Nel mio libro Turpia. Sociologia del turpiloquio e della bestemmia, osservavo come sia possibile tracciare, nel tempo, le coordinate sociologiche di chi bestemmia, come, quando e dove. Ad esempio, una delle acquisizioni più note, ma per nulla scontate, della ricerca in argomento è che gli uomini dicono più parolacce e bestemmiano più delle donne. Questo dato ha a che vedere con la maggiore pressione sociale che tradizionalmente ha pesato sulle donne e sul fatto che, storicamente, il linguaggio delle donne è stato soggetto a un numero di interdetti superiore rispetto a quello degli uomini. In tempi recenti le cose sono cambiate: tra le conquiste del movimento femminista vi è anche l’accesso a “quote espressive” un tempo negate, tra cui le stesse parolacce.
Anche nel passato, però, si conoscono classi e ambienti sociali in cui alle donne era riconosciuto, seppure non sempre in maniera lineare, la facoltà di turpiloquiare. Lo testimonia il seguente brano, tratto dal libro dello storico Ariel Toaff, Pasque di sangue, e relativo alle comunità ebree ashkenazite del XVI secolo.

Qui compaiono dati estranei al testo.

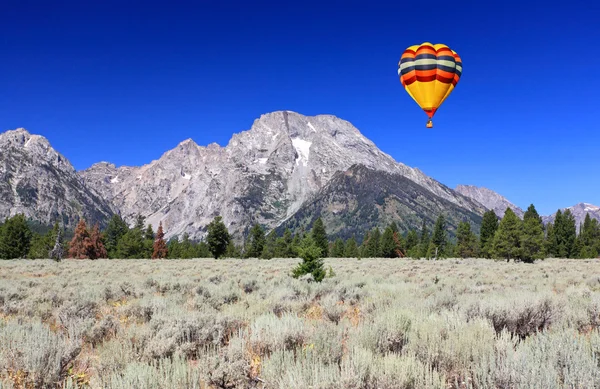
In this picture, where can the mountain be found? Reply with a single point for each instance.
(265, 174)
(492, 200)
(489, 199)
(42, 184)
(361, 198)
(579, 211)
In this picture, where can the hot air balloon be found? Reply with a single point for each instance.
(429, 74)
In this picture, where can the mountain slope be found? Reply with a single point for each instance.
(42, 184)
(263, 175)
(489, 199)
(362, 198)
(579, 211)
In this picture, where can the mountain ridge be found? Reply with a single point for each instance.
(41, 183)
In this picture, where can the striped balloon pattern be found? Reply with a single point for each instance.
(429, 74)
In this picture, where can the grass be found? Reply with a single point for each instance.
(378, 323)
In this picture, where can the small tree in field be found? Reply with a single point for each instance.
(81, 243)
(218, 237)
(97, 249)
(160, 246)
(312, 261)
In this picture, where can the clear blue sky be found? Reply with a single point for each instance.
(125, 83)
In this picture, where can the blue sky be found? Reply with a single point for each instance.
(125, 81)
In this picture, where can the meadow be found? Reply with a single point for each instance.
(375, 323)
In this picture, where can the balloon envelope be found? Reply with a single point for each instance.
(429, 74)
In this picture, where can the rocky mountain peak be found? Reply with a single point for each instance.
(489, 199)
(41, 183)
(263, 175)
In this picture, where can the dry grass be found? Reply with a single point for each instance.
(379, 323)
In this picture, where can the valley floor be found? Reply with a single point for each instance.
(377, 323)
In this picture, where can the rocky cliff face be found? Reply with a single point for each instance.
(579, 211)
(489, 199)
(263, 175)
(361, 198)
(42, 184)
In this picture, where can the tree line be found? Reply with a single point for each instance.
(507, 238)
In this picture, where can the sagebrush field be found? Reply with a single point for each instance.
(377, 323)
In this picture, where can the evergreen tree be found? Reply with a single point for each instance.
(255, 242)
(337, 250)
(565, 233)
(81, 245)
(371, 247)
(351, 249)
(424, 241)
(466, 246)
(270, 246)
(174, 248)
(218, 237)
(115, 230)
(319, 236)
(296, 242)
(532, 213)
(96, 248)
(489, 226)
(388, 244)
(57, 251)
(41, 245)
(507, 240)
(532, 239)
(412, 243)
(589, 237)
(233, 251)
(550, 242)
(440, 238)
(159, 249)
(284, 245)
(131, 245)
(186, 248)
(15, 238)
(312, 261)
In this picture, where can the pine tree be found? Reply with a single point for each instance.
(351, 249)
(81, 244)
(532, 239)
(319, 236)
(41, 245)
(296, 242)
(550, 242)
(96, 247)
(589, 237)
(507, 240)
(440, 238)
(255, 242)
(159, 249)
(565, 233)
(15, 238)
(424, 241)
(388, 245)
(115, 230)
(233, 251)
(337, 250)
(312, 261)
(218, 237)
(466, 246)
(57, 251)
(284, 245)
(371, 247)
(131, 245)
(489, 226)
(270, 246)
(412, 243)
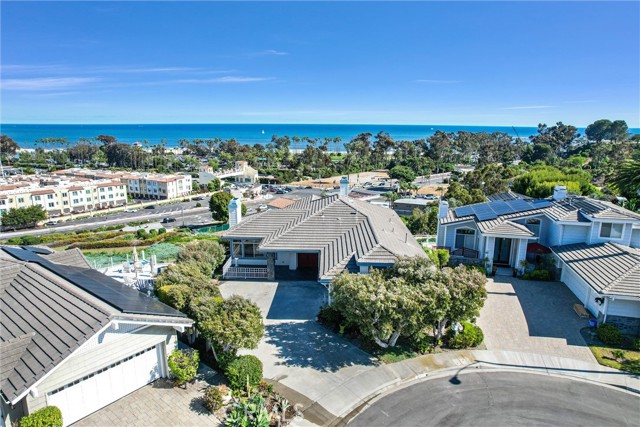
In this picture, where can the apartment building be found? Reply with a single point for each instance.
(139, 185)
(61, 196)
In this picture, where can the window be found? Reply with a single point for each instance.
(611, 231)
(465, 238)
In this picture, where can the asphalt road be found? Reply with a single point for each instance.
(179, 211)
(499, 399)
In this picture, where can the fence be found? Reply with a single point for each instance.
(212, 229)
(231, 272)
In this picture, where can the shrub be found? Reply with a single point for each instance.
(183, 365)
(537, 275)
(31, 240)
(330, 317)
(245, 371)
(470, 336)
(212, 399)
(443, 257)
(45, 417)
(609, 334)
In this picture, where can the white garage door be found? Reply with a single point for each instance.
(92, 392)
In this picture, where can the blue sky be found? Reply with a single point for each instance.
(478, 63)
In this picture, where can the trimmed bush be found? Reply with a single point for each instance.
(330, 317)
(443, 257)
(470, 336)
(244, 371)
(212, 399)
(537, 275)
(45, 417)
(609, 334)
(183, 365)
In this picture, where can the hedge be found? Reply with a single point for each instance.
(244, 371)
(609, 334)
(45, 417)
(470, 336)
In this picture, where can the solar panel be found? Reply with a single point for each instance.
(36, 250)
(500, 207)
(520, 205)
(122, 297)
(541, 204)
(483, 212)
(464, 211)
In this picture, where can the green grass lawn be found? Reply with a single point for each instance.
(630, 362)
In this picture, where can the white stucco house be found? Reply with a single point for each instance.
(74, 338)
(593, 242)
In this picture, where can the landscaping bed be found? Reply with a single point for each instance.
(624, 357)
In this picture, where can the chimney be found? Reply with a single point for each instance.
(559, 192)
(344, 186)
(443, 209)
(235, 212)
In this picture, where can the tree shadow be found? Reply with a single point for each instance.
(548, 309)
(309, 345)
(296, 301)
(197, 405)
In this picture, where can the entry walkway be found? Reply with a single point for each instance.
(533, 316)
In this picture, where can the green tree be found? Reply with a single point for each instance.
(8, 146)
(382, 309)
(233, 323)
(626, 178)
(183, 365)
(179, 284)
(23, 217)
(208, 254)
(402, 174)
(219, 206)
(214, 185)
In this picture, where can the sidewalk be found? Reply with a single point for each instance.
(344, 398)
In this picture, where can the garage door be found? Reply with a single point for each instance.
(94, 391)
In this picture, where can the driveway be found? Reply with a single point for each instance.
(159, 404)
(305, 360)
(535, 317)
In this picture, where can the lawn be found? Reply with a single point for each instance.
(630, 362)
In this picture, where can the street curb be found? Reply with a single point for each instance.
(343, 419)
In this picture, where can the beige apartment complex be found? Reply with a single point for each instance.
(140, 185)
(61, 197)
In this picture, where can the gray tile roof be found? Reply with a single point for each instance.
(335, 227)
(44, 318)
(498, 226)
(37, 302)
(608, 268)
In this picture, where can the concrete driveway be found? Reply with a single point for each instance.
(304, 360)
(535, 317)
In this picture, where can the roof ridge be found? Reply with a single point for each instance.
(633, 269)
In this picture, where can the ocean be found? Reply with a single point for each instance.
(26, 134)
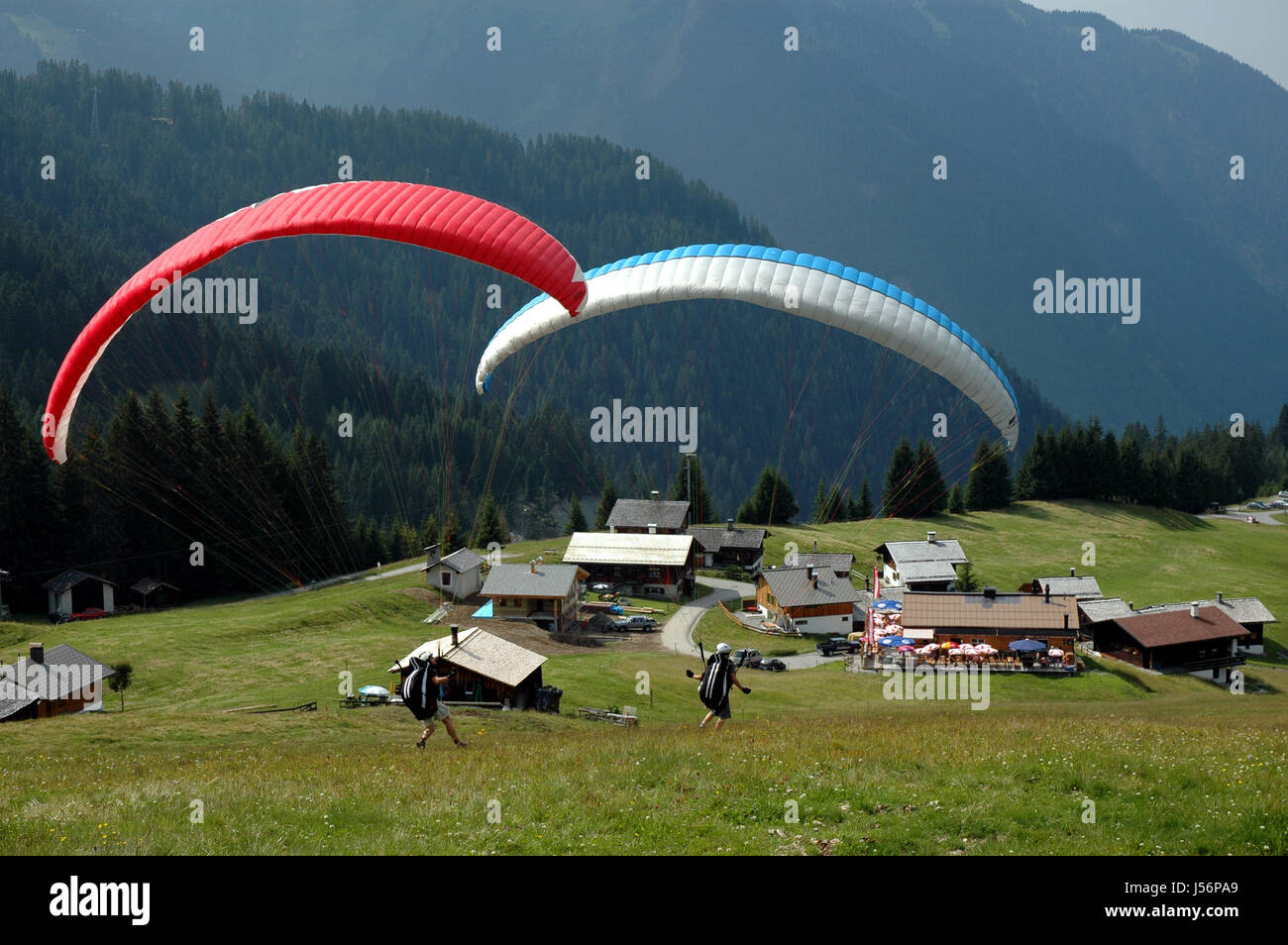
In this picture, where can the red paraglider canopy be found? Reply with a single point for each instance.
(430, 217)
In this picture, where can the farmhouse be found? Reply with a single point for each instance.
(657, 564)
(52, 683)
(488, 669)
(648, 516)
(459, 575)
(1095, 610)
(545, 593)
(1248, 613)
(729, 546)
(809, 600)
(1198, 640)
(928, 566)
(838, 564)
(997, 619)
(75, 591)
(156, 593)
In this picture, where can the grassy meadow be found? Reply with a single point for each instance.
(814, 761)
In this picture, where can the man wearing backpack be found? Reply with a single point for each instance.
(717, 677)
(420, 694)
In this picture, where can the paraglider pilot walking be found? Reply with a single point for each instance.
(420, 694)
(717, 677)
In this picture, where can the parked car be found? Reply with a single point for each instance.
(838, 644)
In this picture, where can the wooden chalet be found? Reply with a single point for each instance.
(75, 591)
(729, 546)
(652, 564)
(988, 617)
(545, 593)
(155, 592)
(928, 566)
(487, 669)
(648, 516)
(809, 600)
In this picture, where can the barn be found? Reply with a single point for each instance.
(52, 682)
(488, 670)
(75, 591)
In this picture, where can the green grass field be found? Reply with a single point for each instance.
(812, 761)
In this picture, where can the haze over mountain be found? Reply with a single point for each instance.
(1107, 163)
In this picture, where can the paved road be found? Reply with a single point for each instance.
(316, 584)
(1263, 518)
(678, 631)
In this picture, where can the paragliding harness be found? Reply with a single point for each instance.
(715, 682)
(419, 690)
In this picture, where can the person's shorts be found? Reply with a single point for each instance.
(439, 712)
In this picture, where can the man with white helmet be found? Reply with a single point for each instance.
(717, 677)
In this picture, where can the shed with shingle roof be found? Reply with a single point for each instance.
(661, 516)
(52, 682)
(73, 591)
(925, 566)
(811, 600)
(487, 667)
(1192, 639)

Anche le donne sembra avessero il loro ruolo, e non secondario, nel rituale degli insulti. La loro calorosa partecipazione alle ingiurie verbali e gestuali durante le funzioni sinagogali era a tutti nota e non destava sorpresa alcuna. Il rabbino Azriel Diena, in un responso rituale inviato ai capi della comunità ebraica di Modena nel mese di novembre del 1534, censurava le pessime abitudini delle donne che in sinagoga, nei sabati e nelle festività, “quando arrivava il solenne momento in cui venivano estratti dall’Arca santa i rotoli della Torah, come imbestialite si levavano a lanciare bestemmie e maledizioni all’indirizzo di coloro che avevano in odio”. Beniamin Slonik, rabbino di Grodno nel Granducato di Lituania, nel suo manuale per l’onesto comportamento muliebre nelle comunità ashkenazite, più volte tradotto in italiano, provava a spiegare la predisposizione delle donne a imprecare e scagliare anatemi a ogni pie’ sospinto per insegnar loro a correggersi e a raffreddare i bollenti ardori. Le donne, secondo il dotto lituano, andavano subito raffrenate “quando malediscono con kelatot (anatemi), che le donne sono molto use a questo, perché non si possono vendicar con altro per la loro debolezza, et mettono a biastemmare et maledisse (sic) altre persone che li hanno fatto qualche dispiacere (Toaff, A., 2007, Pasque di sangue, Il Mulino, Bologna, pp. 214-215).
Il brano è interessante non solo perché testimonia che anche le donne del XVI secolo bestemmiavano e maledivano, ma perché allude a una possibile spiegazione sociologica del fenomeno: dal momento che le donne della comunità ashkenazita non potevano agire o reagire fisicamente contro i loro bersagli, ricorrevano alla mala parola, sorta di succedaneo verbale della vendetta. Una spiegazione che paradossalmente potrebbe ribaltare il luogo comune dell’uomo che bestemmia più della donna. Perché se è vero che la donna è stata per lo più subalterna all’uomo nel corso della storia e nei vari ambiti sociali, potrebbe aver bestemmiato e turpiloquiato più di quanto pensiamo per compensare tale asimmetria fisica e sociale. Un aspetto poco studiato, questo, che varrebbe la pena approfondire, sebbene la ricerca non sia affatto facile.